Like the Geistliches Lied “Wenn ich ihn nur habe” (If Only I Have Him, RC 45), Wenige wissen was written for and dedicated to Aaltje Noordewier-Reddingius. She was meant to present both songs in November 1899 at a concert in the St Peter’s Church in Utrecht. However, only Wenn ich ihn nur habe was performed, as for a long time Noordewier did not want to sing Wenige wissen because she had an aversion to the text “that was not sympathetic to her”. (BD III: 431) Later Diepenbrock remarked: “I can only guess her objections, I do not know them for certain.” (BD IV:92)

Written with a French Romantic organ in mind

Wenige wissen das Geheimnis der Liebe was performed for the first time by the tenor Jos. Tijssen (who had taken part in a performance of several of Diepenbrock’s a cappella works on 2 February 1900) in the St Steven’s Church in Nijmegen on 19 July 1902. The composer was mildly enthusiastic about the concert in Nijmegen: “He sang it beautifully, it could have been even more beautiful, but the organist and the organ (both wild donkeys)3 did not cooperate.” (BD III:431) Diepenbrock thought organist W. de Vries’ playing was “incredibly rigid”. (BD III:439) His remark about the eighteenth-century organ (built by Ludwig König) is not strange, considering Diepenbrock had a French Romantic organ in mind for the accompaniment of the Geistliche Lieder. In 1905 he wrote in a letter in which he refers to the organ parts of his Missa (RC 27) and Wenige wissen: These things can only be played on those French organs with those fine Gamba and lingual stops, not on those old howling and bellowing organs. (BD IV:425)

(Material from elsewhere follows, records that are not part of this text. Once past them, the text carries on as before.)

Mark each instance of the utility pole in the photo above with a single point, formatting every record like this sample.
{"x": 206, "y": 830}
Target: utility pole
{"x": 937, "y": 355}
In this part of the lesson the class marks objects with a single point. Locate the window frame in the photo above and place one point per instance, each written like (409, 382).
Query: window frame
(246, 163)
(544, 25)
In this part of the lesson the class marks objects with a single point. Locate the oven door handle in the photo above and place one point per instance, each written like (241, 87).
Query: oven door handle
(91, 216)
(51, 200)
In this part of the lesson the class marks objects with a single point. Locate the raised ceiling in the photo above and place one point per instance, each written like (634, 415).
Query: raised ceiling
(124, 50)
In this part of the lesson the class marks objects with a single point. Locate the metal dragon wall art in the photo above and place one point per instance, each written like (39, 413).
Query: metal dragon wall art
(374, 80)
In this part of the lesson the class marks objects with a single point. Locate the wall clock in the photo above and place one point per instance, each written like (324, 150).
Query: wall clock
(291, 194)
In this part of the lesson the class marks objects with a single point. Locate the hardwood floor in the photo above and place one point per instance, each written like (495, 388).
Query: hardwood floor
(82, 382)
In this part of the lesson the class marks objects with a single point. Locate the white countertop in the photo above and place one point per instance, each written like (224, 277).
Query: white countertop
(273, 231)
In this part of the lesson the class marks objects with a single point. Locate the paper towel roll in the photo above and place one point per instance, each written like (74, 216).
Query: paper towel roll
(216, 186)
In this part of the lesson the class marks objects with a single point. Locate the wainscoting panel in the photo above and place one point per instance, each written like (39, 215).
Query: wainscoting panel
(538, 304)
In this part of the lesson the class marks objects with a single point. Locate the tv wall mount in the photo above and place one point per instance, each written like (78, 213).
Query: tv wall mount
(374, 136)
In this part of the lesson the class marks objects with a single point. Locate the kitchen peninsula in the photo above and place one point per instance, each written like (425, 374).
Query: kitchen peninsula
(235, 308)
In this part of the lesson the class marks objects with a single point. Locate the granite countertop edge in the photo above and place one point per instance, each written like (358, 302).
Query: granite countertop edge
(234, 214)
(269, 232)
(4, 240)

After the concert in Nijmegen Diepenbrock’s friend W.G. Hondius van den Broek expressed his surprise that the section of the text of Wenige wissen that was crucial to him had been omitted: The part of the Hymn you did not set to music has struck me. I always thought the desire to express the spiritual so strongly through the material was very characteristic of the poem as a whole. Do you consider this desire too strong in the lines that have not been set to music? (BD III:436)

Whether or not Diepenbrock ever answered that question, can’t be found in his correspondence. In any case, this performance would have encouraged him to go back to Wenige wissen and orchestrate it in the autumn of 1902 (see RC 58).

An ecstatic miracle

In later years Aaltje Noordewier overcame her objections against the text and Wenige wissen das Geheimnis der Liebe became one of her favourite songs. In 1916 Diepenbrock made a copy for her, in which the song – now entitled Abendmahlshymne (Hymn of the Last Supper) – was notated a semitone lower and the organ postlude has been revised. During a national tour with the organist Anton Verhey in the autumn of 1918 she even sang the hymn 19 times, alongside an organ arrangement of Mahler’s song Ich bin der Welt abhanden gekommen (I Am Lost to the World, RC 133), which Diepenbrock made in 1916. After the concert in Utrecht of 26 September, the young critic J.S. Brandts Buys was moved by Wenige wissen:

This song by Diepenbrock is an ecstatic miracle. When reading the text a poor sceptic does not know whether he should consider it sublime, or actually down-to-earth. [...] But when Diepenbrock himself appears to float up and down in his melody, as a wonderful, amorous, holy figure of a monk, a pater Extaticus floating between heaven and earth, then a poor sceptic realises that between heaven and earth and in this murmuring verse there is a wealth of mystic rapture he himself had never dreamt of. (BD X:409)

Désirée Staverman

1 Ton Braas in CD booklet of Memorare (KRO CD 94009).

2 A characteristic of Novalis’ use of language given by Diepenbrock in his article “Melodie en Gedachte, of de muziek in de intellectueele evolutie” from 1891-1892 (see VG:31).

3 Here Diepenbrock used the Greek word “onagroi”.